The Festive Demand Pulse
Despite higher prices, retail demand ahead of Diwali remains buoyant, with an indication of a shift in buying patterns rather than a withdrawal. Consumers are increasingly:
* Opting for lighter, lower-karat designs, balancing tradition with affordability.
* Leveraging exchange and old-gold programs to mitigate costs.
* Experimenting with digital gold and sovereign gold bonds, allowing participation without heavy upfront outlays.
Silver, meanwhile, is gaining ground as a symbolic and practical substitute. Beyond its decorative appeal, the industrial demand linked to solar panels, electronics, and electric mobility adds fundamental support to prices, creating a dual-use demand base that gold lacks. Yet, for many Indian households, the question is no longer whether to buy gold, but how much, and in what form.
Is Gold Becoming Out of Reach?
It is tempting to say so. At over Rs.1 lakh per 10 grams, gold has moved beyond the comfort zone of many middle-income households. Yet, history shows that gold in India is not just a commodity; it is a cultural and psychological store of value. When prices soar, Indians don’t abandon gold; they adapt their approach. The metal’s symbolic role in weddings, savings, and festive gifting ensures that even as purchases become smaller, participation persists. What is likely to evolve is how gold is owned, not whether it is. The shift from physical jewellery to paper or digital gold and the growing acceptance of exchange-based savings schemes suggest that the idea of owning gold is being redefined, from ornamental to strategic.

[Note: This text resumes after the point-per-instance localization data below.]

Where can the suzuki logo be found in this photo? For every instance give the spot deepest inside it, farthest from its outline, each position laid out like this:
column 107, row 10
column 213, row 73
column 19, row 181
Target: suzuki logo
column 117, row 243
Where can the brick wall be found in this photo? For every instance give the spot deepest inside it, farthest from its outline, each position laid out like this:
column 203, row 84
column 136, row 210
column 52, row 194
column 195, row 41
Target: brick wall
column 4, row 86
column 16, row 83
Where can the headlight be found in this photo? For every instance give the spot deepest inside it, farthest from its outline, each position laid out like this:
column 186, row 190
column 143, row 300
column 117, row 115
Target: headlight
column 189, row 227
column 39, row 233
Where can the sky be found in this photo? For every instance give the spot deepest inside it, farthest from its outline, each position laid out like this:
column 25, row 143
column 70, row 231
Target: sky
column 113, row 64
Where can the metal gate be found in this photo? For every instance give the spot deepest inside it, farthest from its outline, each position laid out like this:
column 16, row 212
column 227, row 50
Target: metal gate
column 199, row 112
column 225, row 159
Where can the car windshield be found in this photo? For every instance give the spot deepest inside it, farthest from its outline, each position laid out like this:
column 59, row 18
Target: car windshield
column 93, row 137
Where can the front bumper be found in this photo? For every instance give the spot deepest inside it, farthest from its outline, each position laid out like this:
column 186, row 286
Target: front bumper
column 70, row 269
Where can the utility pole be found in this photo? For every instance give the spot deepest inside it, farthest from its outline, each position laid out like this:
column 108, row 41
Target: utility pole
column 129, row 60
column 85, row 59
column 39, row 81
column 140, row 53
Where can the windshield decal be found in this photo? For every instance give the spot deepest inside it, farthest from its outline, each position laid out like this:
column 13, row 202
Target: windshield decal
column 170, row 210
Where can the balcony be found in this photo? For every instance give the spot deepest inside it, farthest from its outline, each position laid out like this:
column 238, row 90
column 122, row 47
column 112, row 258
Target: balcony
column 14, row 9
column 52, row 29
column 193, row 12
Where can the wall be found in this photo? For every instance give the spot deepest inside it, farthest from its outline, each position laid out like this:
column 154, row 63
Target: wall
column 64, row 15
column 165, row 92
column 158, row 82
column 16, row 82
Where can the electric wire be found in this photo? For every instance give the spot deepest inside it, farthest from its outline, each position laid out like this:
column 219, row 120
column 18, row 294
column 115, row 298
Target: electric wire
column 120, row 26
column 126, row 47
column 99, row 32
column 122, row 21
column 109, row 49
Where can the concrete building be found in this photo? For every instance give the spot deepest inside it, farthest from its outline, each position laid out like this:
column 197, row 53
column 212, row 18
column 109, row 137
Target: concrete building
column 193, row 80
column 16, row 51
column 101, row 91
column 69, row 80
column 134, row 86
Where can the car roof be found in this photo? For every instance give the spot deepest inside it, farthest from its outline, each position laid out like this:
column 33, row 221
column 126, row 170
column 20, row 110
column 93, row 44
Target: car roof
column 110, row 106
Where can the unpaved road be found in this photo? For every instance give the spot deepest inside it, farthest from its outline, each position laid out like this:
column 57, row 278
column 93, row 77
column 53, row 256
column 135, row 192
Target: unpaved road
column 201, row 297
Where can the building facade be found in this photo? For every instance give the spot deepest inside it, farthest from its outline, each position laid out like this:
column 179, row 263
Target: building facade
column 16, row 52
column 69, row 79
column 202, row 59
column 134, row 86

What’s in Store for Diwali and Beyond: FY2026 Outlook
As the diyas light up this Diwali, gold may appear expensive, yet it remains far from unattainable. Its appeal lies not merely in its shine but in its resilience, a reflection of enduring faith and financial continuity for millions of Indians. The festive spirit underscores a deeper truth: gold continues to serve as both an emotional anchor and a strategic hedge, while silver has emerged as a symbol of industrial optimism and affordability. Looking beyond the festival, market realities have already outpaced earlier forecasts. Most projections made in early 2025 expected gold to stabilise near $ 3,400–3,600 per oz by FY2026, yet prices touched $ 3,858 per oz in October 2025, driven by renewed safe-haven demand, sustained central-bank accumulation, and expectations of further U.S. rate cuts. Silver too exceeded expectations, crossing $ 47 per oz on renewed industrial restocking in solar and electronics.

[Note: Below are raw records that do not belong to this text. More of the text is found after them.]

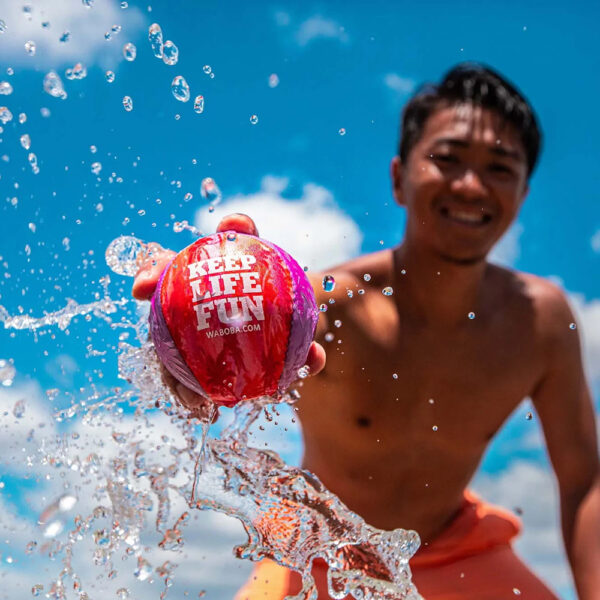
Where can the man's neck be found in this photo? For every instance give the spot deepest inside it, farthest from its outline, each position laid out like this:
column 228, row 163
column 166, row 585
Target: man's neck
column 434, row 290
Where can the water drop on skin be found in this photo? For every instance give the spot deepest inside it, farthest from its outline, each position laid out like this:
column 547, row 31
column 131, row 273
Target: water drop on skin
column 328, row 283
column 180, row 89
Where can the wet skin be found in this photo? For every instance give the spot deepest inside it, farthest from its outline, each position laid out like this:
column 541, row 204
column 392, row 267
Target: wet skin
column 400, row 451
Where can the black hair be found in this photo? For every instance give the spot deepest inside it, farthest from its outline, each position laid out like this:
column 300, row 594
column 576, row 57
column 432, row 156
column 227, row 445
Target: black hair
column 476, row 84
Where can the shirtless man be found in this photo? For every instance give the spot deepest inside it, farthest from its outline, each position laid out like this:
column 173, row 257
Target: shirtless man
column 397, row 422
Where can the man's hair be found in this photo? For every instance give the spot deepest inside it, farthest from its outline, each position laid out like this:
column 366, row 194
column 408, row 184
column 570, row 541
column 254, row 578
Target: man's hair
column 472, row 83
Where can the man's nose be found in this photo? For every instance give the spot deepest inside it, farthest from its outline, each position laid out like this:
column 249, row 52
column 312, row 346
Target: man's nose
column 469, row 185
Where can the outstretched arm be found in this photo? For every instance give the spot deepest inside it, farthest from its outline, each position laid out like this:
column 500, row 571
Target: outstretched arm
column 563, row 402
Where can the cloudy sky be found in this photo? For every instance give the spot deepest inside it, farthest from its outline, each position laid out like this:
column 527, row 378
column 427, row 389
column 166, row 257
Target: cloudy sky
column 325, row 83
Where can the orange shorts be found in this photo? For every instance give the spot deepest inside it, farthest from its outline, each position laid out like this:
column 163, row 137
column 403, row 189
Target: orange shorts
column 471, row 560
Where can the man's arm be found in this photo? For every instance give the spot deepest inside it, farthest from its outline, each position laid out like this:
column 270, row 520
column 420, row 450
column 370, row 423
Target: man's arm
column 564, row 405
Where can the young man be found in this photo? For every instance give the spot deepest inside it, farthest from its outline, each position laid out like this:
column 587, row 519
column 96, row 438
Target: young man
column 397, row 422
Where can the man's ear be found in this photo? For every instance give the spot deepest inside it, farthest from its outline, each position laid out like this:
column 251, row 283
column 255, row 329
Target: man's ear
column 396, row 176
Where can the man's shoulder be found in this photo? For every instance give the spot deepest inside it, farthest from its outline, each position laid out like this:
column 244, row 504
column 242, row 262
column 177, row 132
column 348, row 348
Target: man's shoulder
column 544, row 300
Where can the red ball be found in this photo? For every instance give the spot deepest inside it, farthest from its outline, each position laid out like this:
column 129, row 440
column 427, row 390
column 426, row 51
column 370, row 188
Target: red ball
column 233, row 317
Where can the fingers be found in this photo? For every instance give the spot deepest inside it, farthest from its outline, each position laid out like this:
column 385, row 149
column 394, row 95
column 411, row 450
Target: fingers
column 237, row 222
column 198, row 406
column 150, row 271
column 316, row 358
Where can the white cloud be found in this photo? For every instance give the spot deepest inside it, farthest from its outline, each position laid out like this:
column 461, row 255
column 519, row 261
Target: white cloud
column 312, row 228
column 531, row 488
column 87, row 27
column 587, row 314
column 398, row 84
column 507, row 251
column 595, row 241
column 319, row 27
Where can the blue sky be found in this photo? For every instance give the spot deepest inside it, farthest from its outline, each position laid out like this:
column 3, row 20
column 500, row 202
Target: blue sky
column 347, row 65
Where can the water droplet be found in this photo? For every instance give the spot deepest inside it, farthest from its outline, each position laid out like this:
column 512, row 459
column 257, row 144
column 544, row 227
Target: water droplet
column 19, row 409
column 53, row 85
column 210, row 191
column 5, row 115
column 122, row 255
column 180, row 89
column 101, row 537
column 32, row 158
column 129, row 51
column 155, row 39
column 328, row 283
column 77, row 72
column 303, row 372
column 7, row 372
column 199, row 104
column 170, row 53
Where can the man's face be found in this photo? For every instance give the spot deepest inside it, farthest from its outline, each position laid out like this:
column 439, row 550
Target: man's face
column 463, row 182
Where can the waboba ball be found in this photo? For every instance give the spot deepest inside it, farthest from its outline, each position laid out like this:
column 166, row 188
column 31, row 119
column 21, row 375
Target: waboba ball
column 233, row 317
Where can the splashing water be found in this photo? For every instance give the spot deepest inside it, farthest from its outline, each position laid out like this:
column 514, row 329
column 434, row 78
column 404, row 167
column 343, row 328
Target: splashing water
column 288, row 515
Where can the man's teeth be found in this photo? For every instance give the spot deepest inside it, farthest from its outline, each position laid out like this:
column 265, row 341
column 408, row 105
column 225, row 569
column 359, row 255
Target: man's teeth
column 467, row 217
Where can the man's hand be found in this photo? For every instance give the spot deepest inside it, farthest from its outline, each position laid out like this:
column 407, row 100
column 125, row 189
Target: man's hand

Going forward, analysts anticipate a phase of consolidation rather than another sharp rally, with gold likely to hover between $ 3,700–3,900 per oz and silver in the $ 44–50 per oz range through FY2026. However, according to the World Gold Council’s June 2025 report, a majority of respondents (73%) expect the share of U.S. dollar holdings in global reserves to decline over the next five years, while allocations to other currencies—such as the euro and renminbi and to gold are likely to increase. This raises an important question: will the narrative now shift from “How much higher can gold go?” to “How long can it sustain these levels?”

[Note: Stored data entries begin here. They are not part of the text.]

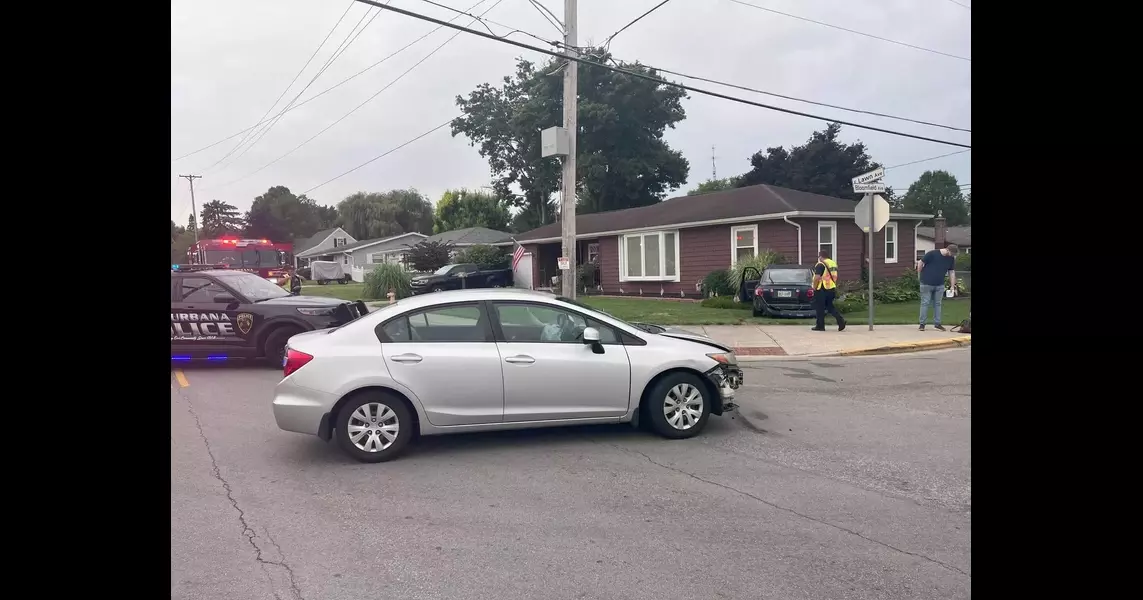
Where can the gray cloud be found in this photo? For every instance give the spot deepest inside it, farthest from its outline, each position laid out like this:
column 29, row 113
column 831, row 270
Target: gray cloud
column 231, row 60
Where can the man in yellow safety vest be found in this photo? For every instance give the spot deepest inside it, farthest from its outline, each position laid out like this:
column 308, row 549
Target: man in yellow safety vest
column 825, row 292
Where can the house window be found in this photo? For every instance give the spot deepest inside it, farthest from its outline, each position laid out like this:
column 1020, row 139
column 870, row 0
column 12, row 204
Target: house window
column 890, row 242
column 828, row 238
column 743, row 242
column 649, row 256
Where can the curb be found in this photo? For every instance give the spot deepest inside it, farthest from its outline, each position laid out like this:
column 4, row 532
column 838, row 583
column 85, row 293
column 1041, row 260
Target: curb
column 909, row 346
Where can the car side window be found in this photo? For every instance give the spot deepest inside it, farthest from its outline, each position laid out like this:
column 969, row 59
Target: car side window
column 462, row 322
column 200, row 289
column 540, row 324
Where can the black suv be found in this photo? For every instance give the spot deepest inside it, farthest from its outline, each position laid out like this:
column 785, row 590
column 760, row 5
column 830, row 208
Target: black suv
column 218, row 313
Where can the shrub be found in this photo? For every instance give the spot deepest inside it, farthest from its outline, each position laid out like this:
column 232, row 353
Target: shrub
column 388, row 277
column 485, row 256
column 765, row 258
column 726, row 302
column 717, row 284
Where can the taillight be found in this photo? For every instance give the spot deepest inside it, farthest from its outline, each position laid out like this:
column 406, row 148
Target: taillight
column 294, row 360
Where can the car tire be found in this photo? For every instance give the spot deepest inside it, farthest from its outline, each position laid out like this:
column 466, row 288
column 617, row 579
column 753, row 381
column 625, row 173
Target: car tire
column 662, row 412
column 273, row 349
column 386, row 413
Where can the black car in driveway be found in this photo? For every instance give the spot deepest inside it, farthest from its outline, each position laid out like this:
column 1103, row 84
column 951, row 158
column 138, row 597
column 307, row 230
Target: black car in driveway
column 462, row 276
column 220, row 313
column 784, row 290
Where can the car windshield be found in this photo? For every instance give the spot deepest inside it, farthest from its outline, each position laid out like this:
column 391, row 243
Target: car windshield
column 253, row 287
column 788, row 276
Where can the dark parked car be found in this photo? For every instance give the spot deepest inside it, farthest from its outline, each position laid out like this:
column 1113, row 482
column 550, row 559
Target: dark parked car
column 783, row 290
column 462, row 276
column 225, row 313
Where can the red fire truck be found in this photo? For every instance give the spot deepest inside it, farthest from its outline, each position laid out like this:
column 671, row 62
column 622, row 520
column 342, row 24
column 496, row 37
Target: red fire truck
column 264, row 257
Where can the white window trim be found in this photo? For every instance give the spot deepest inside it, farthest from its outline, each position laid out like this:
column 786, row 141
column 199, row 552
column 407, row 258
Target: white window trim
column 662, row 257
column 833, row 240
column 734, row 240
column 896, row 242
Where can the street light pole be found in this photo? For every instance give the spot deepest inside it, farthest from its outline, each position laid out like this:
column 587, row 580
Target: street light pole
column 567, row 197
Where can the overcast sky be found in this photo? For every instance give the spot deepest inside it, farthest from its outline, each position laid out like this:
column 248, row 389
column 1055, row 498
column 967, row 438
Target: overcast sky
column 231, row 60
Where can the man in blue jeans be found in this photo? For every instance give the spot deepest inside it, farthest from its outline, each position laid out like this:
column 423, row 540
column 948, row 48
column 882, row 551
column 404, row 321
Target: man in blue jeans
column 932, row 268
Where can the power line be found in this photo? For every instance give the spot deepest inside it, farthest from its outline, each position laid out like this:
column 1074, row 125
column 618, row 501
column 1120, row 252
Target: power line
column 607, row 42
column 330, row 126
column 544, row 13
column 657, row 79
column 316, row 50
column 852, row 31
column 378, row 157
column 350, row 38
column 928, row 159
column 327, row 90
column 808, row 101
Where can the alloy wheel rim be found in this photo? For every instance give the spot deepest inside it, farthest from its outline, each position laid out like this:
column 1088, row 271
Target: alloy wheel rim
column 373, row 426
column 682, row 406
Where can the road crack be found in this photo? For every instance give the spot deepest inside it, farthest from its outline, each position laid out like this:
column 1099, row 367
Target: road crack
column 791, row 511
column 248, row 530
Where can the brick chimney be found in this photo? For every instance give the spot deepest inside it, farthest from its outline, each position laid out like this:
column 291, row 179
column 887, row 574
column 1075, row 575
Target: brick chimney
column 940, row 231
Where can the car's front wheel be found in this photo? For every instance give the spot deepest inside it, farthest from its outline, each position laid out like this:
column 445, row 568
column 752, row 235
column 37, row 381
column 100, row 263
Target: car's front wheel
column 679, row 406
column 374, row 428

According to MPFASL, they believe that while gold may not replicate its stellar YTD 2025 performance, its upward trajectory is far from over. The rise has entered a phase of structural endurance rather than speculative exuberance. As for silver, history offers a fascinating perspective. Since 1980, it has touched the $ 50 per oz mark three times, each time retreating thereafter. With 2025 marking its third such milestone, the question now is whether silver can finally build sustained momentum and move toward the next big landmark, its metaphorical “century”. Time and industrial demand will tell. MPFASL says, thanks to industrial demand, it has the required merits to cross over $50 mark, this time.